The suit, filed by Edith Schlain Windsor in 2010, targets the Defense of Marriage Act, a law passed by the U.S. Congress in 1996 that denies federal benefits to lawfully married same-sex couples.
Windsor's petition attempts to bypass the U.S. Court of Appeals, which is slated to hear the case in September.
With Windsor's filing, there are three petitions pending before the Supreme Court over the constitutionality of the Defense of Marriage Act, an issue the high court could take up in oral arguments as early as next spring, said Windsor's lawyer Roberta Kaplan, of Paul, Weiss, Rifkind, Wharton & Garrison LLP.
"This case presents a question of exceptional national importance: the constitutionality of a statute, the Defense of Marriage Act ('DOMA'), that daily affects the lives of thousands of Americans," the petition said.
In June, a New York district court ruled in Windsor's favor, finding that a central provision of the law discriminates against married same-sex couples. The case is now on expedited appeal before the 2nd U.S. Circuit Court of Appeals.

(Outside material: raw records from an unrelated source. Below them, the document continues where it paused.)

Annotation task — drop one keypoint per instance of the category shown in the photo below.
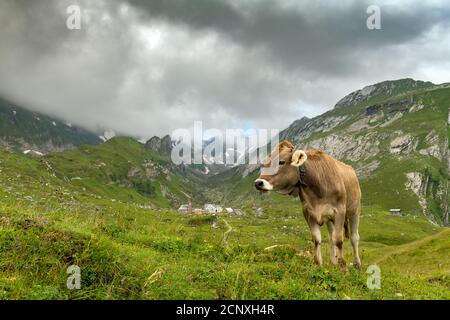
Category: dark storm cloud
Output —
(148, 67)
(317, 36)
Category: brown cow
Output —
(328, 189)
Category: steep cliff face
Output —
(25, 131)
(395, 134)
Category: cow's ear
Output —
(298, 158)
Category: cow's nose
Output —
(259, 184)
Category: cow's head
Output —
(285, 178)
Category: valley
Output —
(110, 208)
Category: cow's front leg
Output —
(338, 238)
(317, 239)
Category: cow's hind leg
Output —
(354, 238)
(338, 237)
(333, 256)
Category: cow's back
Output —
(332, 179)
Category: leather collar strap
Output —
(301, 176)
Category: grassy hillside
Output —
(126, 250)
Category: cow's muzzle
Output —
(263, 185)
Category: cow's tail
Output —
(346, 228)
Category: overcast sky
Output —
(145, 68)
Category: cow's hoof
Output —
(342, 264)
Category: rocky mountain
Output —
(395, 134)
(162, 145)
(30, 132)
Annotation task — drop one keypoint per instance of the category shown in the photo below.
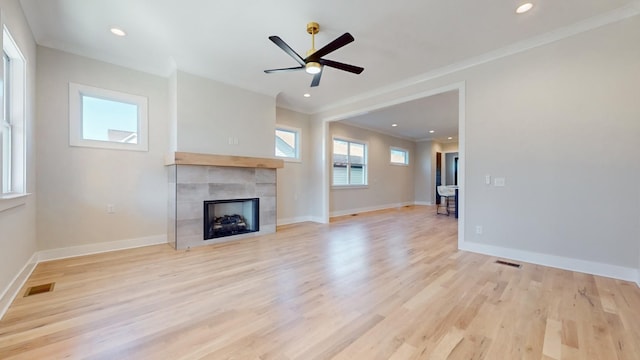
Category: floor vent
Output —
(39, 289)
(502, 262)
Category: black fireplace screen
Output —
(231, 217)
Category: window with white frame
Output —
(288, 143)
(107, 119)
(399, 156)
(349, 163)
(12, 125)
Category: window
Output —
(12, 140)
(288, 143)
(349, 163)
(399, 156)
(107, 119)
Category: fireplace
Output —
(231, 217)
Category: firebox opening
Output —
(231, 217)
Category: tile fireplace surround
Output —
(195, 178)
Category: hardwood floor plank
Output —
(383, 285)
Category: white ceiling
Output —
(228, 40)
(414, 119)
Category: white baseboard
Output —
(11, 291)
(294, 220)
(370, 208)
(560, 262)
(423, 203)
(72, 251)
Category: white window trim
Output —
(391, 148)
(17, 97)
(366, 163)
(298, 131)
(76, 91)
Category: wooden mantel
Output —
(185, 158)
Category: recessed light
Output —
(524, 8)
(118, 31)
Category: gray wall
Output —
(294, 198)
(389, 185)
(556, 121)
(18, 224)
(75, 184)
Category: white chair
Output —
(447, 199)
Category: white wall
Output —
(556, 121)
(18, 224)
(423, 175)
(294, 196)
(210, 113)
(76, 184)
(389, 185)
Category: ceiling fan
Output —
(314, 62)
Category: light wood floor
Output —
(385, 285)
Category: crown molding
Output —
(630, 10)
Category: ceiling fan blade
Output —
(316, 79)
(336, 44)
(283, 45)
(284, 69)
(341, 66)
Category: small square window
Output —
(349, 163)
(288, 143)
(399, 156)
(107, 119)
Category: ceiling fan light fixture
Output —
(312, 67)
(524, 8)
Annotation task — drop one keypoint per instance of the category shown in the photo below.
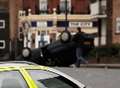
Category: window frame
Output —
(4, 44)
(3, 22)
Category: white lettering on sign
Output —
(80, 24)
(41, 24)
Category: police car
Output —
(22, 74)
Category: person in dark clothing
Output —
(79, 39)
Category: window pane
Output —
(43, 5)
(12, 79)
(45, 79)
(63, 7)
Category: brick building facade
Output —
(77, 6)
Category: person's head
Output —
(79, 29)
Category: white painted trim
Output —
(3, 22)
(2, 41)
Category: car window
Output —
(46, 79)
(12, 79)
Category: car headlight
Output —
(65, 36)
(26, 52)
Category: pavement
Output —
(112, 66)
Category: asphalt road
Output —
(95, 77)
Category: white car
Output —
(21, 74)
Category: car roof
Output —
(16, 64)
(30, 65)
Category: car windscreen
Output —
(12, 79)
(47, 79)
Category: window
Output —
(43, 6)
(62, 5)
(2, 24)
(12, 79)
(46, 79)
(118, 25)
(2, 44)
(93, 1)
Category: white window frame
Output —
(62, 2)
(2, 41)
(117, 25)
(3, 22)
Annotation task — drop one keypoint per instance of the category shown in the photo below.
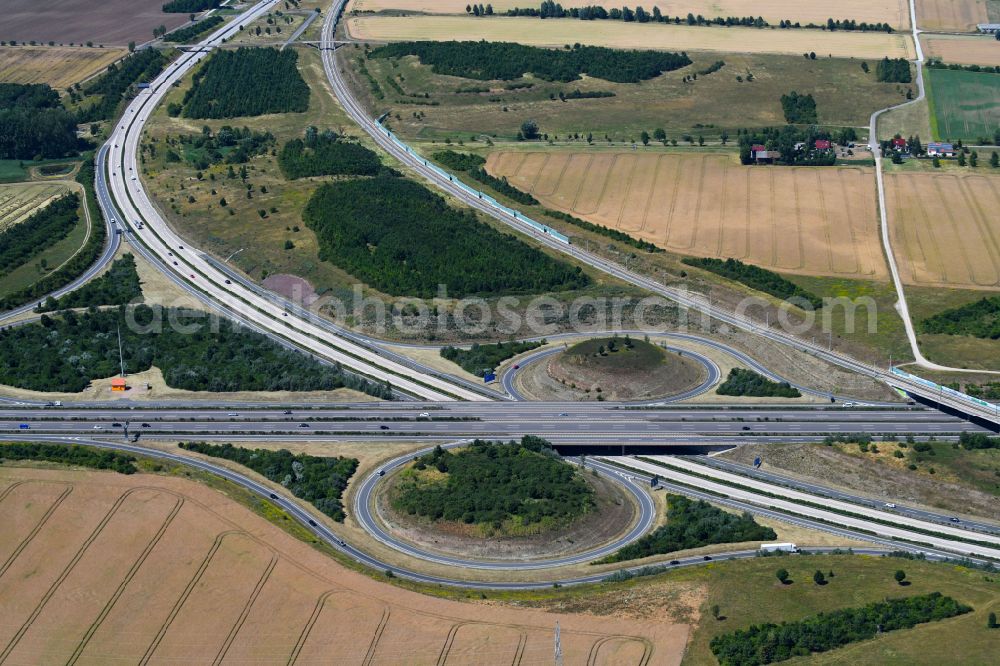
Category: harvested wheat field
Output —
(618, 34)
(893, 12)
(19, 201)
(951, 15)
(963, 49)
(97, 567)
(944, 229)
(810, 221)
(109, 22)
(60, 67)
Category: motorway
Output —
(473, 199)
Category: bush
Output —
(691, 524)
(750, 383)
(321, 481)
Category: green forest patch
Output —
(965, 105)
(500, 489)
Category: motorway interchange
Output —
(457, 410)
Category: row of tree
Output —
(481, 359)
(33, 123)
(74, 454)
(326, 154)
(247, 82)
(117, 84)
(692, 524)
(768, 643)
(550, 9)
(491, 483)
(119, 286)
(757, 278)
(66, 352)
(403, 239)
(506, 61)
(979, 319)
(321, 481)
(750, 383)
(20, 242)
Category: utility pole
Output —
(121, 356)
(558, 646)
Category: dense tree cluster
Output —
(799, 109)
(79, 456)
(66, 352)
(480, 359)
(757, 278)
(321, 481)
(506, 60)
(189, 6)
(458, 161)
(86, 256)
(692, 524)
(326, 154)
(403, 239)
(119, 286)
(979, 319)
(492, 483)
(896, 70)
(187, 35)
(769, 643)
(247, 82)
(117, 84)
(231, 145)
(33, 123)
(604, 231)
(795, 145)
(750, 383)
(20, 242)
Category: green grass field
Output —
(964, 105)
(432, 109)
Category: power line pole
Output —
(558, 654)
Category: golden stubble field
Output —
(97, 567)
(948, 15)
(809, 221)
(893, 12)
(618, 34)
(60, 67)
(944, 229)
(963, 49)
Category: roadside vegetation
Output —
(247, 82)
(326, 154)
(21, 242)
(507, 61)
(65, 353)
(494, 485)
(321, 481)
(480, 359)
(118, 286)
(769, 643)
(403, 239)
(757, 278)
(692, 524)
(74, 454)
(34, 124)
(748, 383)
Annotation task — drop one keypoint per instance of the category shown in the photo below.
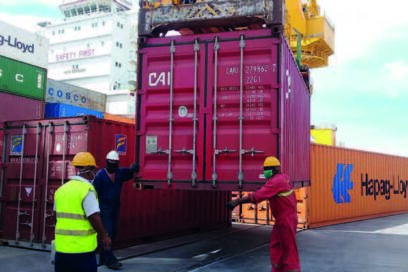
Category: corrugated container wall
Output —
(23, 45)
(350, 185)
(59, 110)
(38, 155)
(22, 79)
(13, 107)
(347, 185)
(211, 107)
(61, 92)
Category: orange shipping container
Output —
(346, 185)
(350, 185)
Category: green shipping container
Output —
(22, 79)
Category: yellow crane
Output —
(309, 33)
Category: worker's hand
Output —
(232, 204)
(134, 167)
(106, 242)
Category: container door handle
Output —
(251, 151)
(161, 151)
(225, 150)
(185, 151)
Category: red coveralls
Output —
(283, 247)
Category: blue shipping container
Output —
(58, 110)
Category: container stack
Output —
(26, 217)
(23, 75)
(66, 100)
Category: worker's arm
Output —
(91, 209)
(97, 225)
(127, 174)
(232, 204)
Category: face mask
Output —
(93, 174)
(268, 174)
(112, 167)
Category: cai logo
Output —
(16, 145)
(342, 183)
(121, 143)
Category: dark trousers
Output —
(106, 256)
(80, 262)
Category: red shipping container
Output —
(38, 155)
(211, 107)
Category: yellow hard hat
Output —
(271, 162)
(83, 159)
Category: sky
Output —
(363, 91)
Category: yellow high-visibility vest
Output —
(73, 232)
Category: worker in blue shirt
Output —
(108, 185)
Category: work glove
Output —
(232, 204)
(134, 167)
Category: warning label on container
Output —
(121, 144)
(16, 145)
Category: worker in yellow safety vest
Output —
(78, 221)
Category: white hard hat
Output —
(112, 155)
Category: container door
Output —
(21, 181)
(62, 141)
(245, 111)
(172, 119)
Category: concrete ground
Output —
(371, 245)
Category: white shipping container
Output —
(61, 92)
(24, 46)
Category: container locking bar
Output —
(64, 151)
(161, 151)
(214, 174)
(172, 51)
(24, 132)
(51, 130)
(225, 150)
(193, 172)
(185, 151)
(241, 118)
(34, 200)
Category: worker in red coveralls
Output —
(282, 199)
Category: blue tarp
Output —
(57, 110)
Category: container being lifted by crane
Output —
(213, 101)
(309, 33)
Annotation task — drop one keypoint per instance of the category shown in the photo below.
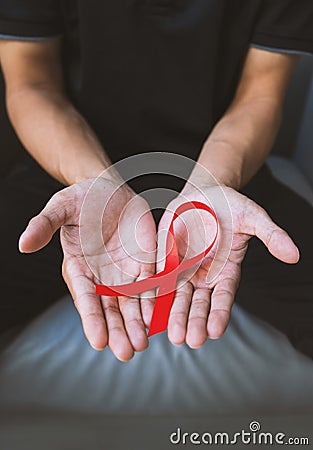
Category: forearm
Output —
(55, 134)
(241, 141)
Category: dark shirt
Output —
(156, 75)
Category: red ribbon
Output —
(166, 279)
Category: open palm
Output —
(116, 258)
(205, 295)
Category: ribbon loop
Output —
(165, 280)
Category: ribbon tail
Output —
(161, 313)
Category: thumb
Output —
(277, 241)
(42, 227)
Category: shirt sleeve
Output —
(285, 25)
(30, 19)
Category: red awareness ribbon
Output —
(165, 280)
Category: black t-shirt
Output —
(156, 75)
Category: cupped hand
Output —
(205, 295)
(118, 322)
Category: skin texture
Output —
(233, 152)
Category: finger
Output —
(89, 308)
(118, 340)
(222, 299)
(278, 242)
(42, 227)
(177, 325)
(198, 318)
(134, 325)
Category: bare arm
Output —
(50, 128)
(242, 139)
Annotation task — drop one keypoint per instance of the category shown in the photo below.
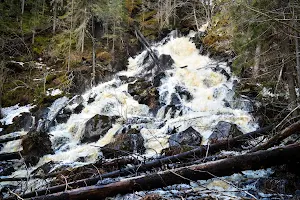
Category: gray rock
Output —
(124, 144)
(187, 137)
(224, 130)
(97, 127)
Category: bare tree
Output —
(3, 73)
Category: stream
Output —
(154, 102)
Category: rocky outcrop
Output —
(35, 145)
(22, 122)
(187, 137)
(125, 144)
(97, 127)
(144, 93)
(224, 130)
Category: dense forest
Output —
(54, 51)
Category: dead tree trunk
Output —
(10, 156)
(199, 152)
(10, 139)
(275, 140)
(253, 161)
(257, 60)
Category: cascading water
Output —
(195, 91)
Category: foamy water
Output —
(207, 87)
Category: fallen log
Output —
(10, 156)
(8, 139)
(112, 164)
(224, 167)
(276, 139)
(199, 152)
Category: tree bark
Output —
(291, 87)
(198, 152)
(224, 167)
(54, 16)
(10, 139)
(297, 58)
(275, 140)
(10, 156)
(257, 60)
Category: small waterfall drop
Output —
(192, 92)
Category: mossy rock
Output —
(174, 150)
(125, 144)
(35, 145)
(104, 56)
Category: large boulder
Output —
(124, 144)
(97, 127)
(35, 145)
(183, 93)
(144, 93)
(187, 137)
(138, 87)
(224, 130)
(156, 81)
(165, 62)
(22, 122)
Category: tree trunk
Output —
(94, 53)
(291, 87)
(10, 156)
(54, 15)
(257, 60)
(275, 140)
(22, 6)
(297, 58)
(224, 167)
(198, 152)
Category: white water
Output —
(203, 112)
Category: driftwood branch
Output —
(275, 140)
(10, 156)
(200, 152)
(8, 139)
(256, 160)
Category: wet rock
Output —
(224, 130)
(63, 116)
(175, 99)
(157, 79)
(91, 98)
(127, 79)
(183, 93)
(97, 127)
(221, 71)
(6, 169)
(124, 144)
(22, 122)
(44, 169)
(59, 142)
(144, 93)
(78, 108)
(171, 111)
(277, 185)
(150, 98)
(16, 67)
(187, 137)
(174, 150)
(165, 62)
(35, 145)
(138, 87)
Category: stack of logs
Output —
(197, 164)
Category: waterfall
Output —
(191, 90)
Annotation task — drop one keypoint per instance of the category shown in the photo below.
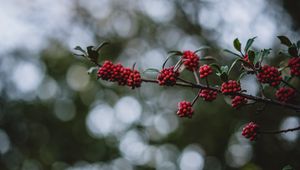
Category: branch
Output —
(279, 131)
(255, 98)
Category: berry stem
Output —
(291, 86)
(255, 98)
(279, 131)
(196, 77)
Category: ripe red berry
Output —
(205, 70)
(250, 131)
(134, 80)
(270, 75)
(105, 72)
(185, 109)
(238, 101)
(167, 76)
(230, 86)
(294, 64)
(190, 60)
(283, 94)
(208, 95)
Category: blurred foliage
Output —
(47, 127)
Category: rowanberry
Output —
(294, 64)
(134, 80)
(208, 94)
(205, 70)
(105, 72)
(250, 131)
(167, 77)
(283, 94)
(230, 86)
(270, 75)
(190, 60)
(238, 101)
(185, 109)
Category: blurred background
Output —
(53, 115)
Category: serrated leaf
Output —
(237, 44)
(293, 51)
(248, 44)
(251, 56)
(151, 70)
(228, 51)
(285, 40)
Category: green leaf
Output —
(242, 75)
(233, 64)
(202, 48)
(224, 69)
(293, 51)
(237, 44)
(288, 167)
(153, 70)
(228, 51)
(298, 44)
(169, 56)
(285, 40)
(215, 65)
(251, 56)
(208, 58)
(100, 46)
(224, 77)
(248, 44)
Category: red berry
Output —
(230, 86)
(283, 94)
(270, 75)
(125, 74)
(167, 76)
(185, 109)
(190, 60)
(134, 80)
(294, 64)
(105, 72)
(238, 101)
(205, 70)
(250, 131)
(208, 95)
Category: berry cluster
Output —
(190, 60)
(230, 86)
(120, 74)
(185, 109)
(283, 94)
(250, 131)
(238, 101)
(208, 94)
(270, 75)
(294, 64)
(167, 76)
(205, 70)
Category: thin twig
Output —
(279, 131)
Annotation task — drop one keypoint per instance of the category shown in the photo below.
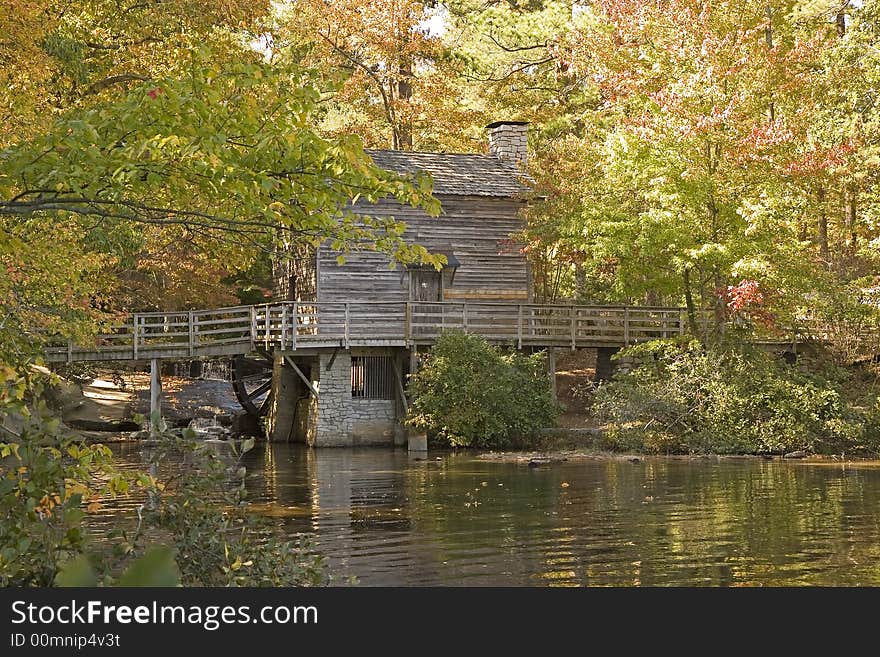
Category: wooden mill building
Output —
(351, 392)
(326, 362)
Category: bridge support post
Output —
(287, 389)
(155, 397)
(604, 365)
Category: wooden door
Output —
(426, 285)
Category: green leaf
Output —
(77, 573)
(155, 568)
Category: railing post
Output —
(135, 330)
(294, 326)
(267, 335)
(192, 333)
(519, 326)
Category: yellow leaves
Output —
(47, 503)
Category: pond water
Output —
(452, 519)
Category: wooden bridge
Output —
(293, 326)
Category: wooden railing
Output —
(296, 325)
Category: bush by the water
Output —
(685, 398)
(470, 393)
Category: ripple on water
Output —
(388, 520)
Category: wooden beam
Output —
(304, 378)
(155, 397)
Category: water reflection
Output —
(454, 520)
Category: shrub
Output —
(198, 511)
(46, 484)
(684, 397)
(470, 393)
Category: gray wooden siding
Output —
(476, 229)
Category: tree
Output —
(217, 151)
(394, 78)
(683, 177)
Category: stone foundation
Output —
(335, 418)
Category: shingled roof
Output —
(458, 174)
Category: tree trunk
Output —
(720, 309)
(693, 327)
(849, 216)
(822, 229)
(580, 282)
(403, 133)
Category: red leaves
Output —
(747, 299)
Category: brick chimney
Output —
(507, 140)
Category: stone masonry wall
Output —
(508, 141)
(343, 420)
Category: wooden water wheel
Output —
(252, 382)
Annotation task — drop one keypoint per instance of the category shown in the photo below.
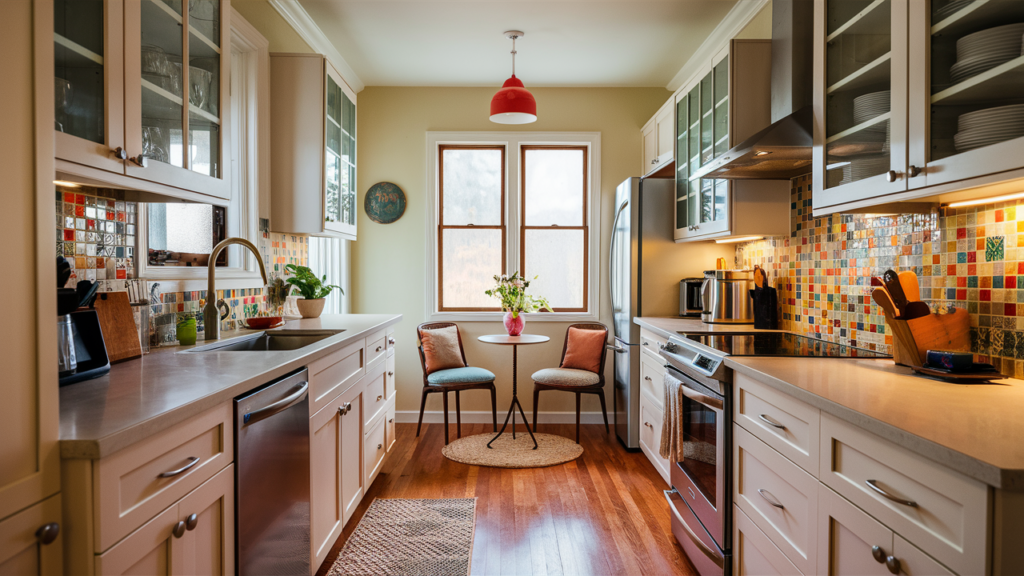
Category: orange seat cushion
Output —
(440, 348)
(584, 350)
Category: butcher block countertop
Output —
(976, 429)
(142, 397)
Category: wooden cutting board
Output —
(118, 325)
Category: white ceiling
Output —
(566, 42)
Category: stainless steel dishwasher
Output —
(271, 451)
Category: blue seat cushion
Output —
(465, 375)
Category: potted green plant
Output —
(312, 290)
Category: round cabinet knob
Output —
(47, 533)
(879, 554)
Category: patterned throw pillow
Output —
(584, 350)
(440, 348)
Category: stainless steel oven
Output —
(701, 482)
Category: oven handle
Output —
(708, 401)
(712, 554)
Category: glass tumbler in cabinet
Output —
(176, 88)
(88, 83)
(859, 99)
(967, 93)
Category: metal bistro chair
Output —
(453, 379)
(570, 379)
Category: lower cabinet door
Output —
(151, 550)
(351, 450)
(754, 553)
(209, 516)
(327, 511)
(22, 551)
(847, 538)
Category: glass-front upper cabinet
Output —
(88, 80)
(967, 91)
(859, 98)
(176, 92)
(339, 190)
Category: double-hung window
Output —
(508, 202)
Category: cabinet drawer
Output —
(129, 488)
(389, 427)
(376, 344)
(650, 436)
(780, 420)
(778, 497)
(754, 553)
(652, 380)
(332, 374)
(650, 343)
(374, 449)
(949, 517)
(374, 400)
(389, 378)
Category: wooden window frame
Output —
(441, 227)
(585, 227)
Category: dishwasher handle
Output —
(280, 406)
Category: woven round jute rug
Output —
(508, 453)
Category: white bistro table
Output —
(514, 341)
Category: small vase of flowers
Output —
(312, 289)
(511, 291)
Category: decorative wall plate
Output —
(384, 203)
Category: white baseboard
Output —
(483, 417)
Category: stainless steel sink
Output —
(268, 341)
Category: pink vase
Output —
(515, 325)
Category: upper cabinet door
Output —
(339, 160)
(860, 99)
(176, 92)
(966, 117)
(88, 83)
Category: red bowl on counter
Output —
(263, 322)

But Windsor's lawyers argue that premature review of her case by the Supreme Court is warranted since the issue is already before the court. Also, Windsor suffers from a heart condition that could end her life before the case is resolved.
The American Civil Liberties Union originally filed the suit in New York on behalf of Windsor, a former computer programmer who married Thea Clara Spyer in Toronto, Canada, in 2007. The two were engaged in 1967.
Spyer died in 2009 after a long battle with multiple sclerosis, leaving her property to Windsor. Because the marriage was not recognized under federal law, Windsor had to pay more than $363,000 in federal estate taxes, according to the suit.
Six states have legalized same-sex marriage since DOMA went into effect, including New York in 2011. But federal law and programs do not recognize those marriages because of DOMA.
Windsor's attorneys argue that the federal law violates the 14th Amendment of the U.S. Constitution which prohibits states from denying people equal protection under the laws.
Federal courts in New York, California and Massachusetts all found the law unconstitutional for different reasons, applying varying standards of legal analysis.
The Republican-controlled House of Representatives, through its Bipartisan Legal Advisory Group (BLAG), is defending the law, which the Obama administration has largely abandoned. President Barack Obama in 2011 instructed the Justice Department to stop defending the law in courts, finding it unconstitutional.